LinuxQuestions.org

LinuxQuestions.org (/questions/)
-   Linux - Newbie (https://www.linuxquestions.org/questions/linux-newbie-8/)
-   -   Reading difference (https://www.linuxquestions.org/questions/linux-newbie-8/reading-difference-4175430572/)
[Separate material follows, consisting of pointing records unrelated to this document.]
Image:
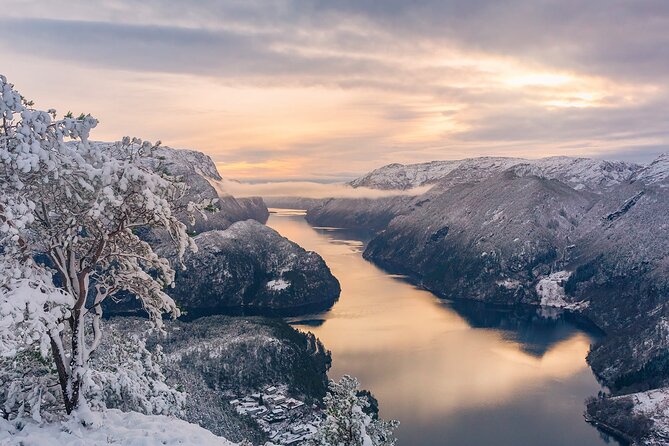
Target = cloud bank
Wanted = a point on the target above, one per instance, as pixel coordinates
(295, 89)
(307, 189)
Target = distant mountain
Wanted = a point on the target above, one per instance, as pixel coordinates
(241, 264)
(579, 173)
(586, 235)
(251, 268)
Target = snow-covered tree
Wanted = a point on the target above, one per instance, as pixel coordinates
(69, 215)
(347, 422)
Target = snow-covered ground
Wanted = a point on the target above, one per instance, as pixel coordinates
(579, 173)
(112, 427)
(654, 404)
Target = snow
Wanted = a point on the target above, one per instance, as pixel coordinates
(551, 289)
(112, 427)
(278, 284)
(580, 173)
(656, 171)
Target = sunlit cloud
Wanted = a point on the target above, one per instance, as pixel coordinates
(307, 189)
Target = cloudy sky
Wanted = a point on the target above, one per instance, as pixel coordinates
(326, 90)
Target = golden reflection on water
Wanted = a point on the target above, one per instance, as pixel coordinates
(414, 352)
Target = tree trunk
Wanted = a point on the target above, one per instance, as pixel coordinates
(63, 377)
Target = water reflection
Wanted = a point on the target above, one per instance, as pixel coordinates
(454, 373)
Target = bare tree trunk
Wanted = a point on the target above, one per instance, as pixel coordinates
(63, 376)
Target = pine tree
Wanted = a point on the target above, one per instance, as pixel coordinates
(346, 422)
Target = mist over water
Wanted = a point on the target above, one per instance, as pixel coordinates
(453, 373)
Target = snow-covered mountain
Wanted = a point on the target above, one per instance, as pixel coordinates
(588, 235)
(214, 359)
(113, 427)
(579, 173)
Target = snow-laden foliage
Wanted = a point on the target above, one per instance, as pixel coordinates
(76, 208)
(127, 376)
(111, 427)
(347, 423)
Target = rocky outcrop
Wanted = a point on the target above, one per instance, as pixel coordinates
(251, 268)
(590, 236)
(475, 241)
(214, 357)
(198, 171)
(247, 269)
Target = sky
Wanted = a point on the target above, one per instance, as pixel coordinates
(327, 90)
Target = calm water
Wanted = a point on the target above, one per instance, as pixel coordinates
(454, 374)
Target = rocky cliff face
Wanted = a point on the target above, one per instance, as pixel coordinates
(472, 241)
(198, 171)
(251, 268)
(241, 265)
(586, 235)
(579, 173)
(215, 357)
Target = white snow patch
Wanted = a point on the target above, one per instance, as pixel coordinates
(509, 284)
(551, 291)
(278, 284)
(114, 427)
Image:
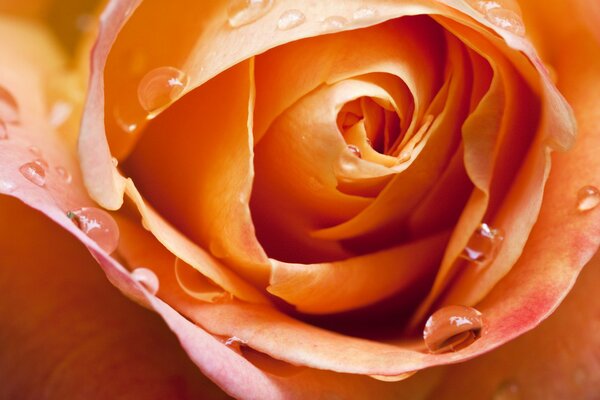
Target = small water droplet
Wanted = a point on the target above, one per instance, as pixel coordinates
(364, 13)
(290, 19)
(127, 119)
(235, 342)
(7, 186)
(354, 150)
(60, 113)
(243, 12)
(506, 19)
(452, 328)
(9, 108)
(98, 225)
(507, 390)
(161, 87)
(588, 198)
(64, 174)
(334, 23)
(483, 245)
(34, 172)
(3, 131)
(35, 151)
(146, 277)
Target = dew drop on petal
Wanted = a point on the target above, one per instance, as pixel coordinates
(243, 12)
(161, 87)
(290, 19)
(35, 151)
(588, 198)
(506, 19)
(452, 328)
(98, 225)
(60, 113)
(9, 108)
(235, 342)
(3, 131)
(364, 13)
(334, 23)
(42, 163)
(507, 390)
(354, 150)
(484, 244)
(34, 172)
(146, 277)
(64, 174)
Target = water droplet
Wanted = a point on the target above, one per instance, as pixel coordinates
(354, 150)
(35, 151)
(147, 278)
(243, 12)
(483, 246)
(127, 119)
(507, 390)
(161, 87)
(364, 13)
(235, 341)
(334, 23)
(7, 186)
(290, 19)
(64, 174)
(34, 172)
(98, 225)
(588, 198)
(452, 328)
(506, 19)
(9, 108)
(42, 163)
(60, 113)
(3, 131)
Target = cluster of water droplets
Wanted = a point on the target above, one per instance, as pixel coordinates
(244, 12)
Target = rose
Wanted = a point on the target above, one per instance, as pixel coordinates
(357, 378)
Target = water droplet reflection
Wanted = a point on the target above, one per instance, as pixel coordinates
(161, 87)
(243, 12)
(452, 328)
(34, 172)
(290, 19)
(98, 225)
(588, 198)
(147, 278)
(484, 245)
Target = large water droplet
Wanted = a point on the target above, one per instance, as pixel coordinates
(364, 13)
(484, 245)
(506, 19)
(34, 172)
(161, 87)
(9, 108)
(588, 198)
(3, 131)
(147, 278)
(354, 150)
(243, 12)
(98, 225)
(507, 390)
(290, 19)
(334, 23)
(64, 174)
(452, 328)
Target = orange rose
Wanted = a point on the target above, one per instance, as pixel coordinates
(314, 183)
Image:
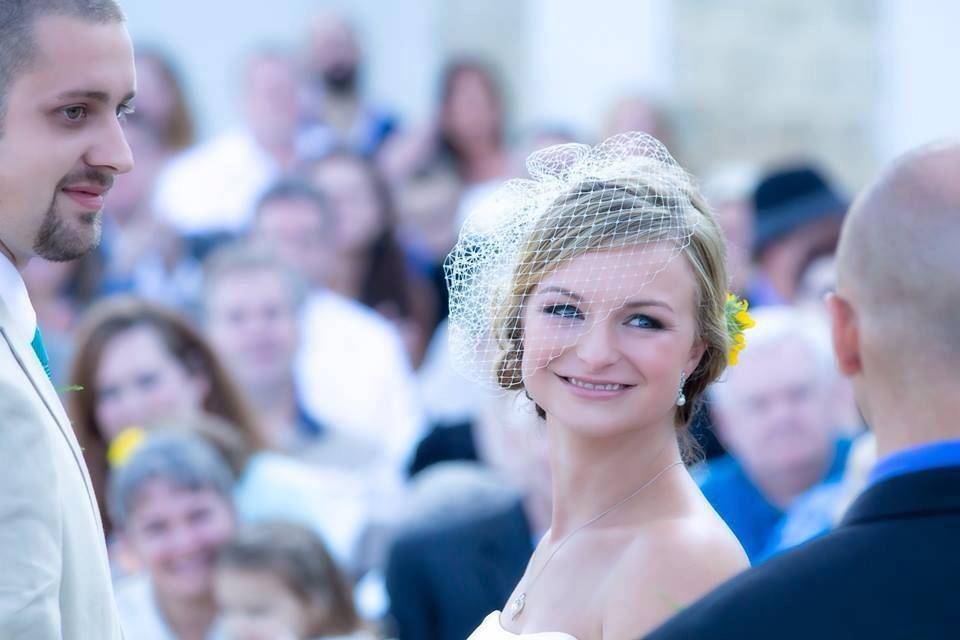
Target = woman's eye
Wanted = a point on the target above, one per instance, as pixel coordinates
(567, 311)
(644, 322)
(75, 113)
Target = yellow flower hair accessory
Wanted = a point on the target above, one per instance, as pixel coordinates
(125, 445)
(738, 320)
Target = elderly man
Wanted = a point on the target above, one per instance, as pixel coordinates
(773, 415)
(890, 569)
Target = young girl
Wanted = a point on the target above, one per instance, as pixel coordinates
(599, 289)
(276, 581)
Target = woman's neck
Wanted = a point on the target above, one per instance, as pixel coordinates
(188, 619)
(592, 474)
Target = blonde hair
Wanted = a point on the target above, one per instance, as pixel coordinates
(617, 214)
(300, 559)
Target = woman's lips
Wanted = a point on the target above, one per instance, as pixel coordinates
(594, 388)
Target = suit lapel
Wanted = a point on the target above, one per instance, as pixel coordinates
(43, 387)
(930, 492)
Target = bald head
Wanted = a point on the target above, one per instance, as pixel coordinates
(899, 252)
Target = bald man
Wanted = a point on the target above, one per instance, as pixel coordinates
(892, 567)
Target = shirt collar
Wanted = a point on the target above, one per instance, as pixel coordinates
(928, 456)
(13, 291)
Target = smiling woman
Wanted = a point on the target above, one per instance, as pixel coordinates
(598, 288)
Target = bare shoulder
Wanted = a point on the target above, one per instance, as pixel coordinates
(669, 565)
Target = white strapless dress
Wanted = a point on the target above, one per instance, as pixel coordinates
(490, 629)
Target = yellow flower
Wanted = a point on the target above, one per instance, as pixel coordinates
(125, 445)
(744, 320)
(737, 319)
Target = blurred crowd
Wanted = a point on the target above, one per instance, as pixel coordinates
(255, 359)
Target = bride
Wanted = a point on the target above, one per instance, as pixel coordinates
(598, 287)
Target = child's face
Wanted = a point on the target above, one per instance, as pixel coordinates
(256, 605)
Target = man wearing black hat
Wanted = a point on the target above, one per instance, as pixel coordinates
(798, 217)
(890, 569)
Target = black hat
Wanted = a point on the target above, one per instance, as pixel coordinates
(789, 199)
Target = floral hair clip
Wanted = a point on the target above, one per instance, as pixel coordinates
(738, 320)
(124, 446)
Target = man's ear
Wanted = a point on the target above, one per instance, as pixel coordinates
(846, 334)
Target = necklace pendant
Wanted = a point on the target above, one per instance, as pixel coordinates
(516, 607)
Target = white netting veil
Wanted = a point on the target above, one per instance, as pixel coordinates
(536, 244)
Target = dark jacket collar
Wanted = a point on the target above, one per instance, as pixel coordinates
(911, 495)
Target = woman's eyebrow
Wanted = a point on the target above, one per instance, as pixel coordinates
(648, 303)
(561, 291)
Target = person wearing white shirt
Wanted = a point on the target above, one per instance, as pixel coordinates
(214, 187)
(352, 370)
(68, 79)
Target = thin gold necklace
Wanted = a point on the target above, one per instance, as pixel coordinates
(518, 603)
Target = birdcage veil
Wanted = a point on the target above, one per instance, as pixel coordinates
(625, 195)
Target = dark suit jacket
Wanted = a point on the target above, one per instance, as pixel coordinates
(891, 570)
(443, 582)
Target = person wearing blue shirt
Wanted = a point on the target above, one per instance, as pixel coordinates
(772, 413)
(889, 570)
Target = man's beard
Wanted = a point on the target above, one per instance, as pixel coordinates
(340, 79)
(56, 240)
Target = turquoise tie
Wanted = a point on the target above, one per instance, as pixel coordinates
(41, 352)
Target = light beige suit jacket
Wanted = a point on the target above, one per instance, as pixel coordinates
(54, 573)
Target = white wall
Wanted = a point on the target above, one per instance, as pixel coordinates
(584, 55)
(919, 93)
oliviaxinw 10-04-2012 06:49 PM

Reading difference
 
Hi,

I have a file that looks like this:
Basically, in column 1, for every pair of two lines, the number before "/" are the same.
I want to be able to pull out all the lines in which the column2 is different for the pair of two lines.
For example, in the lines above, I would want to have a output file that prints the last two lines because 258975 and 258975 are two different numbers for 254879/1 and 254879/2. What code should I use?

Column1 Column2
123456/1 123456
123456/2 123456
235648/1 234567
235648/2 234567
254879/1 258975
254879/2 265897
.... .....

Thank you.

kabamaru 10-05-2012 03:05 PM

Code:

awk -F / '{ print $1, $2 }' FILENAME | uniq -f2 -u | awk ' { print $1 "/" $2, $3 }'

kabamaru 10-05-2012 03:40 PM

And to explain this...

awk -F / '{ print $1, $2 }' FILENAME uses '/' as field separator and prints lines like this:

Code:

123456 1 123456
123456 2 123456
235648 1 234567
235648 2 234567
254879 1 258975
254879 2 265897

Then uniq -f2 -u prints only lines that have no duplicates, ignoring the first 2 fields:

Code:

254879 1 258975
254879 2 265897

And awk ' { print $1 "/" $2, $3 }' restores the '/1' or '/2' part:

Code:

254879/1 258975
254879/2 265897


kabamaru 10-05-2012 04:41 PM

Hmm, now that I think of it, this won't work as expected if two pairs of lines have the same number in second column...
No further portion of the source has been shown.